Americans can expect an increase in inflation in coming months, but higher prices will be fleeting and should not result in a pullback in fiscal policy, Federal Reserve officials reiterated Wednesday in three separate speaking engagements.

“I think the risk of this scenario is remote,” Federal Reserve Bank of Chicago President Charles Evans said during a virtual conference hosted by the Levy Economics Institute of Bard College.

Cleveland Fed President Loretta Mester and Boston Federal Reserve Bank President Eric Rosengren echoed Evans’ comments. 

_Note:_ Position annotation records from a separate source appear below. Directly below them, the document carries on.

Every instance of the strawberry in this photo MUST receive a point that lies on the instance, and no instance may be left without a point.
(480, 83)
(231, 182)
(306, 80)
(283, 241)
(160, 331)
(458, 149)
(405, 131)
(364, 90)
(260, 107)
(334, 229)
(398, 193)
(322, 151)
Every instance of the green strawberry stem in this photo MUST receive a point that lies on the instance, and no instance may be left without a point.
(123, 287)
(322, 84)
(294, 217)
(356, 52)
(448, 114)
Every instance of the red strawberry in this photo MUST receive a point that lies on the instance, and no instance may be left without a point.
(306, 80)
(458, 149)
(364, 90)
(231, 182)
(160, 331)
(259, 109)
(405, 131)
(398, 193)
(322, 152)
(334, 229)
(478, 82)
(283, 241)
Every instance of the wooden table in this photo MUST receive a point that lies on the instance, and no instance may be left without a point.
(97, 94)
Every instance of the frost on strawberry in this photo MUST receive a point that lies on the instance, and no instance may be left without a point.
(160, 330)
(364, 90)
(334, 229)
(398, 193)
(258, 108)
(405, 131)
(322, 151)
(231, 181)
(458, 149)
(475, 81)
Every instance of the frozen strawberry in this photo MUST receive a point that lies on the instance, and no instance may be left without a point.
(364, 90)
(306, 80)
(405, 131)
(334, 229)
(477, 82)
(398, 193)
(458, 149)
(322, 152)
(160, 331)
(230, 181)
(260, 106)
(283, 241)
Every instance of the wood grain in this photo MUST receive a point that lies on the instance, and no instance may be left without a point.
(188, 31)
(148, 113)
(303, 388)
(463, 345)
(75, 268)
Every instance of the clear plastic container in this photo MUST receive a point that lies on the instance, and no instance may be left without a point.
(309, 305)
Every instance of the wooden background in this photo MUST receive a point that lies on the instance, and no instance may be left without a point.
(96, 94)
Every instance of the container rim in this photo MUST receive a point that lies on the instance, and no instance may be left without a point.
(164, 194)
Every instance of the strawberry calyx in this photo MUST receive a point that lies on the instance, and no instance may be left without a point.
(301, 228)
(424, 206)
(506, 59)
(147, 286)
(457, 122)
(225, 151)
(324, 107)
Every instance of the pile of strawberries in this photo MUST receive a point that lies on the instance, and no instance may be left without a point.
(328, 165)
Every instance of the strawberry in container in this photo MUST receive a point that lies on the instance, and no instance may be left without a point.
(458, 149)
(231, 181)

“I wouldn’t consider the increase in inflation I expect this year to be the type of sustainable increase needed to meet the forward guidance on our policy rate,” Mester said in prepared remarks to the Boston Economic Club. “So I expect to be deliberately patient unless there is clear evidence that inflation pressures will push inflation to exceed our desired path.”

Rates’ ebbs and flows

Given how low inflation has stayed recently, Mester sees rates briefly topping the Fed’s 2% goal before falling again in 2022. She also believes the unemployment rate could fall to 4.5% or less this year and gross domestic product growth is likely to be in the “6% to 7% range.” 

“Despite the ebbs and flows of the data, inflation is expected to remain close to 2% over the forecast horizon,” Rosengren said during a virtual event organized by Boston College. “This does seem to me to be the most likely outcome, which should allow monetary policymakers to be patient in removing accommodation.”

No reason to fear

President Joe Biden’s ambitious budget plans, coupled with the unprecedented government spending authorized at the start of the pandemic, has many Americans unnerved. US officials stressed that there is no reason to fear, although there is a long way to go in terms of full economic recovery. 

Fed Chairman Powell reiterated after last week’s meeting that they will continue buying at their current rate, which is $80 billion of Treasuries and $40 billion of mortgage-backed securities a month, until there is “substantial” progress made toward recovery. 

Substantial changes required

While vaccine distribution and reopening efforts have helped fuel growth, Rosengren said it is likely to be some time before we see any changes in monetary policy. 

“We need to have a substantial improvement for us to begin tapering. It is quite possible that we’ll see those conditions as we get to the latter half of the year,” Rosengren said. “But right now what we have is one really strong employment report, one quarterly strong GDP report. And so I think it’s premature right now to focus on the tapering.”